05 November 2007

NaNoWrimo, Day 4: Work in the Face of Adversity

I had such high hopes for today: a relatively free schedule, a supportive family willing to let me go for some time this afternoon, and a real desire to get to the next section of the novel.

The one commitment on the schedule today was a birthday brunch celebration for my mother-in-law. This promised to be a joyous occasion with family and friends, with great food and conversation. Perhaps there might even be some inspiration for the novel!

Alas, the enjoyment of the afternoon was almost undone by a restaurant's terrible service. Due to a long wait for a table and a much, much longer wait for the food that we ordered, not to mention terrible communication by the waitstaff, we did not escape the restaurant until three hours after our arrival. Besides leaving a slightly bad taste in our mouths, the extended brunch ended up meaning that there would be no time for me to escape the house and write today.

But this turn of events was not the really devastating event of the day.

Since late September, I have been carrying a small spiralbound notebook with me, used exclusively for the purpose of capturing my random neural firings about this book. Over the course of that month — and especially in the week before November 1st — I had worked out character sketches on five main characters, mapped out many scenes and "moments" that I knew had to happen, and — most importantly — laid out the foundations for the backstory on which the whole novel is carried.

And after searching in every place I can possibly imagine (including a latenight trip to my workplace to ransack my office), I am sad to announce that this book of ideas is lost.
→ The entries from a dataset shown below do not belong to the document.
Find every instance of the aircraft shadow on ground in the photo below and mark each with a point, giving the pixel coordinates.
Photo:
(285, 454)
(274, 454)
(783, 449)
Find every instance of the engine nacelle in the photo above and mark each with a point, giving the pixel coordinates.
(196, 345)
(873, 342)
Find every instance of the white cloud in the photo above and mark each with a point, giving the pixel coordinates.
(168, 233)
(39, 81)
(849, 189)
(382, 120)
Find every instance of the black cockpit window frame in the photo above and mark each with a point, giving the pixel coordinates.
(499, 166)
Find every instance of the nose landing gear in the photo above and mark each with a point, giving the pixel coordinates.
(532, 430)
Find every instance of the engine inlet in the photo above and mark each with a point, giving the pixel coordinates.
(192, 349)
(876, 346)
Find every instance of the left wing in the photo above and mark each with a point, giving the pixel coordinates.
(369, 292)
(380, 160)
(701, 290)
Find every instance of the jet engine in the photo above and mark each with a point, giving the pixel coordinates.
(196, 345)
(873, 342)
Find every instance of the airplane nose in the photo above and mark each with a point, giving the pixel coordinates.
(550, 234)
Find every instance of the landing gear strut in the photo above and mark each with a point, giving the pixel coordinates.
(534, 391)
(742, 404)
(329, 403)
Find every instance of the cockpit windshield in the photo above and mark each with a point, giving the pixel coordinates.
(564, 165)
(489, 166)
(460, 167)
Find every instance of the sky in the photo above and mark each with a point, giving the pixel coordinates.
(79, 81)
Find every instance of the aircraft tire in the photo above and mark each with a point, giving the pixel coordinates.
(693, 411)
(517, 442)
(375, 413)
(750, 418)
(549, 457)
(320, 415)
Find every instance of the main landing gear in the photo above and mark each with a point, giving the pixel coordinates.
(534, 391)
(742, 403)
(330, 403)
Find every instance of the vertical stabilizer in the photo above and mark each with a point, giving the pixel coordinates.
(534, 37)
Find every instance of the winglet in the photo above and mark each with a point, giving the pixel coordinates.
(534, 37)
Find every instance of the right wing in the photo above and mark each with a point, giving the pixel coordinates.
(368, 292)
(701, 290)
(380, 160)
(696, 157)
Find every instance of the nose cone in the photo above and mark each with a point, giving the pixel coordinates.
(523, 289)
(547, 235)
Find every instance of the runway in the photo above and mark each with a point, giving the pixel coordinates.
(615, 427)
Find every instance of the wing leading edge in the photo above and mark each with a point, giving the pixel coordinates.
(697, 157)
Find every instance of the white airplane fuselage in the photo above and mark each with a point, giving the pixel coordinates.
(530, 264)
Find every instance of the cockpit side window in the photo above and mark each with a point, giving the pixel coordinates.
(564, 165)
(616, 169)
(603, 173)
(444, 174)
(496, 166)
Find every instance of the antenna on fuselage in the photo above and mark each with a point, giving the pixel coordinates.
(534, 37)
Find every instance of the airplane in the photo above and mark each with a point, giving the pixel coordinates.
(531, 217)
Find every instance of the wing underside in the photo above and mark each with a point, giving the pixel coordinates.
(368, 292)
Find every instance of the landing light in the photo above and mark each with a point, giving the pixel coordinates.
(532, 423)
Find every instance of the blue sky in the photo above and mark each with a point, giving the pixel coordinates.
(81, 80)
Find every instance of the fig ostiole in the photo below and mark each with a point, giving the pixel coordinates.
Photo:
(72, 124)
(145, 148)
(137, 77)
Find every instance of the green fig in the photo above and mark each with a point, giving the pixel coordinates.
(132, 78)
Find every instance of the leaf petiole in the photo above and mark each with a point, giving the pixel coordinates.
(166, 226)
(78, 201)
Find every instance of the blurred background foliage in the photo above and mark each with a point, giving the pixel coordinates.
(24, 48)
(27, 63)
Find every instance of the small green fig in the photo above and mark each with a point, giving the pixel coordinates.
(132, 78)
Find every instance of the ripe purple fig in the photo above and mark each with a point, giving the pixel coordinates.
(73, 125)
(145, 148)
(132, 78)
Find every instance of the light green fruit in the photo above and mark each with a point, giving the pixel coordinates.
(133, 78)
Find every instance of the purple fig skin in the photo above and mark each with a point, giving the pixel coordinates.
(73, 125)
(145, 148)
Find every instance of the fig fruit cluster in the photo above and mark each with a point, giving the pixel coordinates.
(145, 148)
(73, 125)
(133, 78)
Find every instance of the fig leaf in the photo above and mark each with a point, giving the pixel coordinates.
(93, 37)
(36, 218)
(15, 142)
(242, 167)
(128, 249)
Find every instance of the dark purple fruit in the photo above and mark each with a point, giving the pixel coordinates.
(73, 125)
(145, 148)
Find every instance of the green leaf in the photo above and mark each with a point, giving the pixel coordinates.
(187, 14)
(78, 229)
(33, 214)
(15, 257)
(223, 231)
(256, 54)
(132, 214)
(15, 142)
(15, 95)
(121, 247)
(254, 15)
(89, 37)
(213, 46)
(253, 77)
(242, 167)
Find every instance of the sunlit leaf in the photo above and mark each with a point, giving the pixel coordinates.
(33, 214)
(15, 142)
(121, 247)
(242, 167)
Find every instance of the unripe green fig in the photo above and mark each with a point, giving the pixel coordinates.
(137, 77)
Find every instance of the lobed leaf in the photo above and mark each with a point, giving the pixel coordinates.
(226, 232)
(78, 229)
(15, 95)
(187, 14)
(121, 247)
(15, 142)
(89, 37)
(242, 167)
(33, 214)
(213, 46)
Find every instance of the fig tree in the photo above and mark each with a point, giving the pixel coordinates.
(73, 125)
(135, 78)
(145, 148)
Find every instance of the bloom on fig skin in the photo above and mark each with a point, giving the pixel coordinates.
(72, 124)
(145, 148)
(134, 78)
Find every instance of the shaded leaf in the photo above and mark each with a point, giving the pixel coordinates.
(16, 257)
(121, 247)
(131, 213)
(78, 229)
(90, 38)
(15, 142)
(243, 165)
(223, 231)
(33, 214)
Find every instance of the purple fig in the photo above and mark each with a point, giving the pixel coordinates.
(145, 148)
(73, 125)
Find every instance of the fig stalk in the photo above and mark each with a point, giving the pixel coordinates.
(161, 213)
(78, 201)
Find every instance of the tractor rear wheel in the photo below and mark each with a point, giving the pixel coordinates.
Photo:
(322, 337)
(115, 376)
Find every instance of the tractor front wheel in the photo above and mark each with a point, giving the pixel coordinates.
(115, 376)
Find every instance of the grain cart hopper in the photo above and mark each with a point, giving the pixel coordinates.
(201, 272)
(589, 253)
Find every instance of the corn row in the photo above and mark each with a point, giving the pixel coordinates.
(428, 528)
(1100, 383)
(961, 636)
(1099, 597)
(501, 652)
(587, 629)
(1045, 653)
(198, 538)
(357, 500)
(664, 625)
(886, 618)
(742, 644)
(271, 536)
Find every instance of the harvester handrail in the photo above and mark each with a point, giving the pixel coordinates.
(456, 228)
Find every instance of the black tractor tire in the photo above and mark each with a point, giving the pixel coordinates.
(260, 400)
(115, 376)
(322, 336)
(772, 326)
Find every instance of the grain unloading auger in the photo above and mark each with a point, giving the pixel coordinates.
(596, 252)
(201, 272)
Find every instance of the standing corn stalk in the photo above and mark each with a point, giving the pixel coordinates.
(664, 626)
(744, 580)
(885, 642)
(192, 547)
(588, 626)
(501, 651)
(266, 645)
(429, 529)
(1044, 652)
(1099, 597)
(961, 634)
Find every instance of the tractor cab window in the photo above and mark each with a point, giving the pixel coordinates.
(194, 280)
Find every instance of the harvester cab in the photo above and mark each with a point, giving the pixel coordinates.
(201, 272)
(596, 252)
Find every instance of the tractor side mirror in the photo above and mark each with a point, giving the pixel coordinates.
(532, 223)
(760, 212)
It's hard to describe how debilitating this has been to my psyche. Tonight was the night my writing would begin to reinvent an ancient, worldwide tradition. My map to this reinvention was in the pages of this book. Without it, I found myself moping, even resisting beginning to write.

I will forge on. And I will continue to look for the missing notebook. But it's hard to shake the feeling that important pieces to this puzzle have been permanently lost. My writing tonight — a letter from my main character's mother — was the most importan section I've written so far, and it felt very uninspired. It's hard to tell if the writing is really that weak or if everything right now is colored by my darkened state of mind.

Let us hope the notebook makes a reappearance soon. And that Day 5 is more positive than the mess that was today.